What it doesn't do is allow that there might just be a problem, an intrinsic problem, with people as a species. That is absolute anathema.

You can understand why: poverty is terrible enough without suggesting that people as a whole are in some way flawed. Yet for the Greeks, the founders of our culture, this idea was central to their morality.

There was a continual problem with Man. Man was glorious, almost God-like, and continually striving upwards; yet only the Gods were actually Up There, and if Man tried to get too high, as he often did, the Gods would destroy him. The Gods represented Man's limits.

The principal fault of Oedipus in Sophocles' Oedipus Rex, remember, was not that he murdered his father and married his mother; those were incidentals of his fate. His real fault was that he thought he knew everything, he had answered the riddle of the Sphinx, he was Mr Clever. The Gods showed him that he wasn't (and in the greatest of all tragic ironies, he puts out his eyes to punish himself for having been blind to his true situation, which now he can see).

In the modern consensus, in liberal secular humanism, this spiritual view of Man of having limits, of not being able to do everything he chooses, and of potentially being a problem creature, is missing entirely. There is no trace of it whatsoever. Still less, of course, is there any trace of the more recent, Christian version of it, which is Original Sin. Just the opposite: in our current creed, Man is not Fallen, Man is Good; so, as they used to say of General Motors and America, what's Good for Man is necessarily Good for the Planet.

Except that it isn't. What's Good for Man may wreck the planet, and with the mushrooming expansion of humans numbers, increasingly seems likely to. Yet so forceful is our creed that it stamps on the very formation of the thought that Man may be the Earth's problem child.
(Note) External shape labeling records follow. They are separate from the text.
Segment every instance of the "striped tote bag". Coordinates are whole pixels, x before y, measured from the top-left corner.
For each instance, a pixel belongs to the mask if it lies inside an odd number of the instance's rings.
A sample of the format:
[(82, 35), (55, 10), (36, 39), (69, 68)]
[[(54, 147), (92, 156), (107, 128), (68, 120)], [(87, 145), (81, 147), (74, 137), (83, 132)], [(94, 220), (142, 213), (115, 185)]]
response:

Suggest it and you will be met with a sigh, and a knowing chuckle; or even more likely, indignant confrontation. So the fundamental conflict which is coming between Us and the Earth, this major moment of history, which evidence everywhere increasingly points to, is not recognised in our dominant belief system; and thus is not addressed.

We humans have always thought ourselves different in kind from other creatures, principally for our use of language and our possession of consciousness. There is another reason, which is becoming clearer; we are the only species capable of destroying our own home (which you might think of as Original Sin in its ecological version).

It seems to me that moral account needs to be taken of this, in the heart of what we believe and understand about ourselves; all the indignant denial of it – as the noble struggle continues to raise so many people from misery to decent life – will not prevent it from being so.